I am supervising a Master’s project now in emotional speech synthesis and after listening to the examples here, I was wondering if we could do the same. With some help from Rafael Valle through GitHub, I could quickly set up the style transfer code. One of the advice he gave is to take the mean of the “posterior evidence (z)”. This is a technically more correct name for the latent factors in inverse autoregressive flow.

This is a new technique used in style transfer called the reference audio (RA) based method, which I first read about in [1]. The problem with using single audio for style transfer is that you are not sure if your neural net will understand what is exactly what you want to transfer. However, if you use either the average of the latent factors (or global style tokens) obtained from multiple audios, then you get a more robust style. Additionally, with the Flowtron, you can sample from the latent space to get more varied prosody. More complicated tail-sampling techniques are applicable like in [2], which would probably result in even more varied intonation.

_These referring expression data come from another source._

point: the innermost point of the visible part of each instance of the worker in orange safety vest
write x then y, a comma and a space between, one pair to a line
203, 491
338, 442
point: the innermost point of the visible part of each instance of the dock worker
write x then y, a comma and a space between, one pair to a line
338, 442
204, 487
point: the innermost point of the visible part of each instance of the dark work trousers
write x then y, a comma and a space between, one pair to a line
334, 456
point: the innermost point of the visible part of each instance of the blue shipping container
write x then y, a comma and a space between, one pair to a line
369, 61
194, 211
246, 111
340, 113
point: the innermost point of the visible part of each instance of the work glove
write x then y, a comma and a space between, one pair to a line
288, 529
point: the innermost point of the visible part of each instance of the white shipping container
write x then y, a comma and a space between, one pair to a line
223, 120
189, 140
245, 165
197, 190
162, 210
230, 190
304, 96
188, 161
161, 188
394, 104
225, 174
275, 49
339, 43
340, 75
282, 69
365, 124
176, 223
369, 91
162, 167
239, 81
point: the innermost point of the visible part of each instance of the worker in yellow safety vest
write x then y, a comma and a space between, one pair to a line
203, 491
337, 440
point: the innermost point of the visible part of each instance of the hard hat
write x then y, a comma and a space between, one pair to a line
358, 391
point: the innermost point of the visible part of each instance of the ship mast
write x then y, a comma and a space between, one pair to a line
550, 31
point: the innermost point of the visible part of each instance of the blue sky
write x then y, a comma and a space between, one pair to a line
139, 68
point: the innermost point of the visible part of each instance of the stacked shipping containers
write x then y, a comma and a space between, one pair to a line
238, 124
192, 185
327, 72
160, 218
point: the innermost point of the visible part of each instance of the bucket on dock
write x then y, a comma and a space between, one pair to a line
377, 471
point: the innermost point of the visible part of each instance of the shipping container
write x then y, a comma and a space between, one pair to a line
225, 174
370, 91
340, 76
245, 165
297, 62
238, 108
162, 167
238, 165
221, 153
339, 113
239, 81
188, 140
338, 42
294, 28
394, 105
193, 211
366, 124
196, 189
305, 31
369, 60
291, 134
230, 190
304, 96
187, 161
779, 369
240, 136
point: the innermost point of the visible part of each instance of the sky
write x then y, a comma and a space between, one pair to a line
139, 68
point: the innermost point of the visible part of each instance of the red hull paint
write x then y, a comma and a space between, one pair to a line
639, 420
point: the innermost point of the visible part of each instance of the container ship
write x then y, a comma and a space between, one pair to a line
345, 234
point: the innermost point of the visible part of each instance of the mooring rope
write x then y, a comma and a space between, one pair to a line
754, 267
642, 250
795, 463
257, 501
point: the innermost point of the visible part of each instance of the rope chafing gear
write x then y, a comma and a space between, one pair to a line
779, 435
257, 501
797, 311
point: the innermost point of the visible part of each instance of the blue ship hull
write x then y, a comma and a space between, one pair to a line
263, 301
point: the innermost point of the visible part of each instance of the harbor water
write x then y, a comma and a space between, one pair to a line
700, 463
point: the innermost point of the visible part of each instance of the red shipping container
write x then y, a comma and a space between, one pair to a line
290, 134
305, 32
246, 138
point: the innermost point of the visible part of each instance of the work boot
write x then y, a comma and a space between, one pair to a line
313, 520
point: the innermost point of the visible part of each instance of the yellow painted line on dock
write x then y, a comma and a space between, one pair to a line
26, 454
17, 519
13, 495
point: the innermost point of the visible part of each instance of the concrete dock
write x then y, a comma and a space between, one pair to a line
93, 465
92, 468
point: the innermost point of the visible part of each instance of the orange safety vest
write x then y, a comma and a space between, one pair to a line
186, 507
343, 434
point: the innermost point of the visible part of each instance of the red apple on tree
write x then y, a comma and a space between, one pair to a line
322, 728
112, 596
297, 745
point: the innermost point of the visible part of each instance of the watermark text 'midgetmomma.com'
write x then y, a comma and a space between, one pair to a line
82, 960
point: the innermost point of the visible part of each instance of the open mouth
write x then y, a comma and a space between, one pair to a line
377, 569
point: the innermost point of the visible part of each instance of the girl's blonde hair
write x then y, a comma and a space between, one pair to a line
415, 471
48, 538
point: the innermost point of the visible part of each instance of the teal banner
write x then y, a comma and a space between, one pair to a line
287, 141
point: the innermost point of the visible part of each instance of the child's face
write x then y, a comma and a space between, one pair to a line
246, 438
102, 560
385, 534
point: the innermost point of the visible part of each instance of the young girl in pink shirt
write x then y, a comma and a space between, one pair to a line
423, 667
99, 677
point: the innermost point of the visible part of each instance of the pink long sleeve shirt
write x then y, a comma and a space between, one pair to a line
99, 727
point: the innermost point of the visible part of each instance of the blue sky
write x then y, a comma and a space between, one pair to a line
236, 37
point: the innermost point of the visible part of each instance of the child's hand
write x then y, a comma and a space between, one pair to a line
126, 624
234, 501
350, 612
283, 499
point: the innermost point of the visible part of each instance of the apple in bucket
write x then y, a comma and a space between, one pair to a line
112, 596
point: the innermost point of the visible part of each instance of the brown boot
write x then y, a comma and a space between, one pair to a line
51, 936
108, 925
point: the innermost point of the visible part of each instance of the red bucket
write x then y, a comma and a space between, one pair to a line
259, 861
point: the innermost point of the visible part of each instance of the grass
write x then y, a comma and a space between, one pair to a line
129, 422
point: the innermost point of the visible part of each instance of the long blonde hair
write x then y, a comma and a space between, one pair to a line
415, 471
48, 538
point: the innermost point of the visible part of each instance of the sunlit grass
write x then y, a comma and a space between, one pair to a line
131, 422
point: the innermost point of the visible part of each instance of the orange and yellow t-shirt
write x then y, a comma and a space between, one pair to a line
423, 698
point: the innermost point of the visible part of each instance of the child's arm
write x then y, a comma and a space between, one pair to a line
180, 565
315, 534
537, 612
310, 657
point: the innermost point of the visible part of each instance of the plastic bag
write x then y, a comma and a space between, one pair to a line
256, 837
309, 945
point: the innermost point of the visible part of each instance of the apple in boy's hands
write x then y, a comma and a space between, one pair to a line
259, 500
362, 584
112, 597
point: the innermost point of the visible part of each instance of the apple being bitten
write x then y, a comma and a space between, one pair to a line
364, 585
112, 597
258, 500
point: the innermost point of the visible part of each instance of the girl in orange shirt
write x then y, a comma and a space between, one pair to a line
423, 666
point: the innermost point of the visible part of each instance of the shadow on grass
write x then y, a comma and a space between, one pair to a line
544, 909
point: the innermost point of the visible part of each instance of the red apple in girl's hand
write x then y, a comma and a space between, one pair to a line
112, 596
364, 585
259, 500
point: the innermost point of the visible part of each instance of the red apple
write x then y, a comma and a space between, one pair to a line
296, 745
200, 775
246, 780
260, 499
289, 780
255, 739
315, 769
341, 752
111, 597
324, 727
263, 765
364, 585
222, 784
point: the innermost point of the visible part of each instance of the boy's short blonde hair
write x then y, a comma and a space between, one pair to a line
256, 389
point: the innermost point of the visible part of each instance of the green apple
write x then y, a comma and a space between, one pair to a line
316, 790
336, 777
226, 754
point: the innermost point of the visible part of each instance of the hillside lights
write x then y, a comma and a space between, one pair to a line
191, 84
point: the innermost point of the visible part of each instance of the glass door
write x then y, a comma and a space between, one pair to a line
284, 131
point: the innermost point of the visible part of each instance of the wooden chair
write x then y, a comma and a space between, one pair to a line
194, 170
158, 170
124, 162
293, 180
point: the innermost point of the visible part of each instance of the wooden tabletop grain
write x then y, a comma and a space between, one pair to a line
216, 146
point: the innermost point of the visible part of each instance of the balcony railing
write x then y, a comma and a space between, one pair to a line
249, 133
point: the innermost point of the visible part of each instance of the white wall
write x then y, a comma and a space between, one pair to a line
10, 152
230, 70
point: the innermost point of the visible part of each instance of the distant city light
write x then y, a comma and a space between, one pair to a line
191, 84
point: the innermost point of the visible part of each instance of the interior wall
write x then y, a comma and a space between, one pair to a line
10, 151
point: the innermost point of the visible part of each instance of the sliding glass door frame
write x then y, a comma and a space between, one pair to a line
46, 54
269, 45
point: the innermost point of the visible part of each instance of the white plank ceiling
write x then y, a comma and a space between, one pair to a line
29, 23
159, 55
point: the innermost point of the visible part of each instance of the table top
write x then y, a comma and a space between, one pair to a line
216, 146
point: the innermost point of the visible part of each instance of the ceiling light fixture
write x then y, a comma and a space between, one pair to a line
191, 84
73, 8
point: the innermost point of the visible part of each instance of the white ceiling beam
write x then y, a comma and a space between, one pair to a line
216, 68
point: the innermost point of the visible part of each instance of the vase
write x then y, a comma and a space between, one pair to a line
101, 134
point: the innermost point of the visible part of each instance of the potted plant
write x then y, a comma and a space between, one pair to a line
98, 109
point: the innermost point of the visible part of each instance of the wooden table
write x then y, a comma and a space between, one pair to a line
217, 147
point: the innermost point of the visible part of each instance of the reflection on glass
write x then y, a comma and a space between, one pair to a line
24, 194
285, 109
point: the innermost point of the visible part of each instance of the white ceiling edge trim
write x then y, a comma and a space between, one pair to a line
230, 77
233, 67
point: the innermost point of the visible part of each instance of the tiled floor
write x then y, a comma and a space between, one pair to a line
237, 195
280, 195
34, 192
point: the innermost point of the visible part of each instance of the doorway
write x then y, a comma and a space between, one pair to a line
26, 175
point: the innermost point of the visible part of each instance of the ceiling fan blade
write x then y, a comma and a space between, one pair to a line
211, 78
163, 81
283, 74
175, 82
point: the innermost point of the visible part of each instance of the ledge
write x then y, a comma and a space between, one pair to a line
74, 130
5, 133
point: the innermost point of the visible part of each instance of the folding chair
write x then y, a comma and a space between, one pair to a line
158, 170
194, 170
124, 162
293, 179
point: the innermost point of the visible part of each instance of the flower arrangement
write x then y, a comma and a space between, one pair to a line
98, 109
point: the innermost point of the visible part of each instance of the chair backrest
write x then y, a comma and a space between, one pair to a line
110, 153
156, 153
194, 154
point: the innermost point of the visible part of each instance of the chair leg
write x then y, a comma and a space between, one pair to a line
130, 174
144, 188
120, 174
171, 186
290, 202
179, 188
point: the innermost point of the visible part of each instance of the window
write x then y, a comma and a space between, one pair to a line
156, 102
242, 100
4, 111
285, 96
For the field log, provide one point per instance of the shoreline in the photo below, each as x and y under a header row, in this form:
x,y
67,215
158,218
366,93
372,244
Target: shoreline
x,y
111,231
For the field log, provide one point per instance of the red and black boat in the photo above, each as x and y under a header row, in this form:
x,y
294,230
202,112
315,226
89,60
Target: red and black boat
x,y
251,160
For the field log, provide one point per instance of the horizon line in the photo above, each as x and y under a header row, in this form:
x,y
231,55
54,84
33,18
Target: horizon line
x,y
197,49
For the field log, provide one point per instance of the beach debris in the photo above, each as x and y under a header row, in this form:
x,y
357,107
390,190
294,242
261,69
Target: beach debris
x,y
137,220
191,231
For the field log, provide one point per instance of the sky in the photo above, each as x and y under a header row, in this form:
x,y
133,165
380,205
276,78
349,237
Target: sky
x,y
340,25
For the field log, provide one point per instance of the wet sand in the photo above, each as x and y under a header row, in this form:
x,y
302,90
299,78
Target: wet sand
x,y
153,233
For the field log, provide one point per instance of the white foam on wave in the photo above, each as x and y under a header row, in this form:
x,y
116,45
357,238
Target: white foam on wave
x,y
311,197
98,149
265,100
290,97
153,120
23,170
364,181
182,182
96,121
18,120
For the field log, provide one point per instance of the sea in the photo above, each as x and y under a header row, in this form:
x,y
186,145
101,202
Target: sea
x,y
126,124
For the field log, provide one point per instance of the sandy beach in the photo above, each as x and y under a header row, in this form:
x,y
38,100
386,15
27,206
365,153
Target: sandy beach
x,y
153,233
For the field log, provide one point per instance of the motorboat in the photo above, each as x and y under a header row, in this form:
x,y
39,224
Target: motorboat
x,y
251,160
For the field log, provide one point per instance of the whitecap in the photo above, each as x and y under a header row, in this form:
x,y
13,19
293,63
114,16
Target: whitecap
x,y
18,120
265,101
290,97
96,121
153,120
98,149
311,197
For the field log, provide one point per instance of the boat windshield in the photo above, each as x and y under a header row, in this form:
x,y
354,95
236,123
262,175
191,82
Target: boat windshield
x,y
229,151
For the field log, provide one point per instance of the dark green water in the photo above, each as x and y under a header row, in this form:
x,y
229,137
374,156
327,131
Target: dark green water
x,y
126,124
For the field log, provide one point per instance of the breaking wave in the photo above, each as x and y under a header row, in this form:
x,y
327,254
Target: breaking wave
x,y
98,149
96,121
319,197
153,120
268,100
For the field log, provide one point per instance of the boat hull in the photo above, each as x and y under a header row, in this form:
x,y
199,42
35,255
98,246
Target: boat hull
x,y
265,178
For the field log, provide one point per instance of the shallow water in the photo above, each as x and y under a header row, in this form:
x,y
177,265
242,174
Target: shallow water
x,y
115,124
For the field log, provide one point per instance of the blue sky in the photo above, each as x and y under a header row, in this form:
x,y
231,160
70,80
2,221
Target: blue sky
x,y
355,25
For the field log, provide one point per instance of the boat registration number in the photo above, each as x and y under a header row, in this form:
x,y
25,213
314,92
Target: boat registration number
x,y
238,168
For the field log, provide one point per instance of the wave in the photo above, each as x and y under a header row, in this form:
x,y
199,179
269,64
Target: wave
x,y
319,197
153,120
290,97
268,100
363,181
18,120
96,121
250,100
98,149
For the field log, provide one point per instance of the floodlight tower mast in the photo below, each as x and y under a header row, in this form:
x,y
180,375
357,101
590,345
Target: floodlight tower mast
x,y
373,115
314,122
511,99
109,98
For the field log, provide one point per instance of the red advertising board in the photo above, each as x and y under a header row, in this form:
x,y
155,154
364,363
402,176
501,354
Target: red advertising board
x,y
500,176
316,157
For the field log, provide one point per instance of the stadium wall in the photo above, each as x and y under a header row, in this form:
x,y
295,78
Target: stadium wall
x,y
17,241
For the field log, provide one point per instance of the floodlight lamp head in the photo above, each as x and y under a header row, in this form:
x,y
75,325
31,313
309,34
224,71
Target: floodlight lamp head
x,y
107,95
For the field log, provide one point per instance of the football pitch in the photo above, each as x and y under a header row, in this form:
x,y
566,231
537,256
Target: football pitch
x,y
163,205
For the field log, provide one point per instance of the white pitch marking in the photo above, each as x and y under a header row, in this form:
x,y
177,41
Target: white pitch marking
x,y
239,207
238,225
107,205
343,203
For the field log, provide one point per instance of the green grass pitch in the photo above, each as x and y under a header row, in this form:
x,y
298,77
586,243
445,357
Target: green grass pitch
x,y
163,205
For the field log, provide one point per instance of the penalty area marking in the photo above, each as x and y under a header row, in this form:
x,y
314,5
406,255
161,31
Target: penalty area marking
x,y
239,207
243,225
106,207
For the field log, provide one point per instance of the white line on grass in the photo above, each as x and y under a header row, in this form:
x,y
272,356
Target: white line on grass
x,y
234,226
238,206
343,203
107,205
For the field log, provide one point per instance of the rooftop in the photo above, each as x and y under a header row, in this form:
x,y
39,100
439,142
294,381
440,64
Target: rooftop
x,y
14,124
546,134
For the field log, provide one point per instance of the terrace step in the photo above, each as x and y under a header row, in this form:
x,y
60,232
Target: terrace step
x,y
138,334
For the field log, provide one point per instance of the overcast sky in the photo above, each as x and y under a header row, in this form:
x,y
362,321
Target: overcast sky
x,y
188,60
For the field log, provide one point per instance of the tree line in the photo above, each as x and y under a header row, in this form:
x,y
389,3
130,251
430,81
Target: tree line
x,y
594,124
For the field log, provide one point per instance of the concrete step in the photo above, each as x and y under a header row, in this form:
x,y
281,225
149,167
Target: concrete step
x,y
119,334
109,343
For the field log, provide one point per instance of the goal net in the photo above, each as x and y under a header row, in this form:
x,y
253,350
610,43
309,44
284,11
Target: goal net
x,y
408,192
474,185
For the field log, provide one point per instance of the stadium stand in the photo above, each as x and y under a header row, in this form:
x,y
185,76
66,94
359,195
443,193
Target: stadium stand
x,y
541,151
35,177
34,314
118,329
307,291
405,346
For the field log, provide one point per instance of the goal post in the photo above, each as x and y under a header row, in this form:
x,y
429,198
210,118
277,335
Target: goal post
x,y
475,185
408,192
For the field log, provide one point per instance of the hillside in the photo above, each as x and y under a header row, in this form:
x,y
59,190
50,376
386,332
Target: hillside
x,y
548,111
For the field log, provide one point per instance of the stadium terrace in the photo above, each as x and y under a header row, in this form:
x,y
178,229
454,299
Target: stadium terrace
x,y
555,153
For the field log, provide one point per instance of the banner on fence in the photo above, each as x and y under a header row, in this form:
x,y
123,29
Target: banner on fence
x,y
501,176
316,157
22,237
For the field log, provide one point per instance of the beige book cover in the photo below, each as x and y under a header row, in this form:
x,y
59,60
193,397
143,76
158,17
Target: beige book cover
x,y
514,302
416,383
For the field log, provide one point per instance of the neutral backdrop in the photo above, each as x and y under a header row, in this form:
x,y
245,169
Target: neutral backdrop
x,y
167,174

Let’s hear some examples using the RAVDESS [3] dataset:

EmotionAudio
Happy
Angry

They are not perfect, but I really like that they are putting the emotion very delicately in the speech signal, even though I am using the more acted samples from the RAVDESS.

Another cool thing that you can do is interpolation between emotions:

EmotionHappy-Sad
0 (Happy)
0.2
0.4
0.6
0.8
1 (Sad)

I was also wondering if you could visualise the latent space of the Flowtron if we can obtain the clusters for the emotions. And this is what I found:

What’s happening? There are clearly no emotion separations here. Then I plot the speakers, which you can see below (selected three here for clarity):

I believe what’s happening is that we can’t visualise the separation of speakers and styles at the same time, because they are opposing objectives. In style separation, we want different speakers close, styles apart; in speaker separation vice versa. This really shows one important difference between Tacotron 2 GST and the Flowtron: Tacotron2 encodes speakers separately, while the Flowtron doesn’t.

It’s a really nice model, and I recommend everyone to try it, maybe it gives you some new ideas for your own research!

References:

[1] KWON, Ohsung, et al. An Effective Style Token Weight Control Technique for End-to-End Emotional Speech Synthesis. IEEE Signal Processing Letters, 2019, 26.9: 1383-1387.

[2] HODARI, Zack; WATTS, Oliver; KING, Simon. Using generative modelling to produce varied intonation for speech synthesis. arXiv preprint arXiv:1906.04233, 2019.

[3] Livingstone SR, Russo FA (2018) The Ryerson Audio-Visual Database of Emotional Speech and Song (RAVDESS): A dynamic, multimodal set of facial and vocal expressions in North American English. PLoS ONE 13(5): e0196391. https://doi.org/10.1371/journal.pone.0196391.

[4] VALLE, Rafael, et al. Flowtron: an Autoregressive Flow-based Generative Network for Text-to-Speech Synthesis. arXiv preprint arXiv:2005.05957, 2020.